Acht Hinrichtungen binnen zehn Tagen

03.04.2017 • 20:39 Uhr / 2 Minuten Lesezeit

Little Rock. Gegner der Todesstrafe sprechen bereits von Hinrichtungen wie am Fließband: Weil bei einem der Mittel für die Giftspritze das Haltbarkeitsdatum abläuft, sollen im US-Bundesstaat Arkansas ab Mitte April acht zum Tode verurteilte Häftlinge in zehn Tagen hingerichtet werden.

Der republikanische Gouverneur von Arkansas, Asa Hutchinson, hat deshalb per Dekret angeordnet, bis Ende des Monats diese Hinrichtungen zu vollziehen. Betroffen sind acht Männer, die im Schnitt seit 20 Jahren im Todestrakt sitzen. Laut Menschenrechtsaktivisten wäre es die größte Hinrichtungswelle in den USA seit mehr als 40 Jahren.
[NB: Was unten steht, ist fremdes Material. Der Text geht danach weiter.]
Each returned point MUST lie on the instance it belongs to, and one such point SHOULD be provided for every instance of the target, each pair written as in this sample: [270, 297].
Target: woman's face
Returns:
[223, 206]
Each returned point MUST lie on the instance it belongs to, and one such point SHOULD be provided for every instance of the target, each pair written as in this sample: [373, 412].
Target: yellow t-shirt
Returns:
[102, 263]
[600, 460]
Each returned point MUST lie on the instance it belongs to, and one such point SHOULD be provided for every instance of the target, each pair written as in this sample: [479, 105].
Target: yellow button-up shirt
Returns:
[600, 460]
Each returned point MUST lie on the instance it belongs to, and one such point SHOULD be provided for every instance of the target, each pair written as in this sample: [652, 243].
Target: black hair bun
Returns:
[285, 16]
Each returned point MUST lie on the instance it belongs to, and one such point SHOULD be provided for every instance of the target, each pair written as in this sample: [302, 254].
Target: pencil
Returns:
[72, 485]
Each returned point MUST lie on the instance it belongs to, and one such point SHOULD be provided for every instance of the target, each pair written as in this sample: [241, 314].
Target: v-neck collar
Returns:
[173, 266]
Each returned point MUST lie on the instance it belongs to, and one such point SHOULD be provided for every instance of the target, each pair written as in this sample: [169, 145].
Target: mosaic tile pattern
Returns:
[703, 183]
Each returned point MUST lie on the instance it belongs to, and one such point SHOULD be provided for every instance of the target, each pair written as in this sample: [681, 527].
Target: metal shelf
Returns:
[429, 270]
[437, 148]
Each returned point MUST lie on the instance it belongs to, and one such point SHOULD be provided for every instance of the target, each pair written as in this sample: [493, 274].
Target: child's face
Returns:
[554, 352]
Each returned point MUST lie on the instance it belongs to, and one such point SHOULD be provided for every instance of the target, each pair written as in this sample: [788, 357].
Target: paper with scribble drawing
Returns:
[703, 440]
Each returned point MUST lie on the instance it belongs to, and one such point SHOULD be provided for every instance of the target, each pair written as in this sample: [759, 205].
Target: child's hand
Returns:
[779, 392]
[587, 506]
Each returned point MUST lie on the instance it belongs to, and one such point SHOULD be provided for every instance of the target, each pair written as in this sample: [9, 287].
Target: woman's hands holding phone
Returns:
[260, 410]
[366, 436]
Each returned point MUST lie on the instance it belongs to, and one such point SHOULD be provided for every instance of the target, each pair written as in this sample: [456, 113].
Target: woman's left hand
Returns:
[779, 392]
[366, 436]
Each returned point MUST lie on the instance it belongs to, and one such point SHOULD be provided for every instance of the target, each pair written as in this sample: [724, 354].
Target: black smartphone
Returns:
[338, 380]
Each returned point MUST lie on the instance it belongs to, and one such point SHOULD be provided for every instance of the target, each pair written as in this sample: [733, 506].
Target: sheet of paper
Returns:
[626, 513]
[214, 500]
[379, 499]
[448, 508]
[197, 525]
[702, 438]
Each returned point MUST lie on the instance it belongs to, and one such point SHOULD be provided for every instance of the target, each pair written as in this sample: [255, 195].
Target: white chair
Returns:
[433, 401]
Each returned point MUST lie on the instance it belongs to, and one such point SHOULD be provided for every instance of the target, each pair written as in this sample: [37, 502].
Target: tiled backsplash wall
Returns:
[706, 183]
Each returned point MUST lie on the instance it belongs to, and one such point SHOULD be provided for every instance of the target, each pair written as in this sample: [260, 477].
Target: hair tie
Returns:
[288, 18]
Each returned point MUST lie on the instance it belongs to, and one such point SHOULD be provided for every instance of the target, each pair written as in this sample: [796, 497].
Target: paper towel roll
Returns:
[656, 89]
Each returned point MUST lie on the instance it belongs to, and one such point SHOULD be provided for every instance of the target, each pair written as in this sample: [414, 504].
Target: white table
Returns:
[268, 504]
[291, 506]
Gegner der Todesstrafe verweisen darauf, dass Arkansas seit 2005 kein Todesurteil mehr vollstreckt hat. Gouverneur Hutchinson plant nun jedoch gleich vier Doppelhinrichtungen in zehn Tagen: Er will jeweils zwei Verurteilte am 17., 20., 24. und 27. April hinrichten lassen.

Häftlinge klagen

In den USA werden die tödlichen Substanzen für die Giftspritzen knapp, weil sich viele europäische Pharmafirmen weigern, den US-Behörden Nachschub zu liefern. Die betroffenen Häftlinge reichten indes Klage ein: Die beschleunigte Vollstreckung ihrer Todesurteile gebe ihnen nicht genügend Zeit, um ihren Widerspruch vorzubereiten.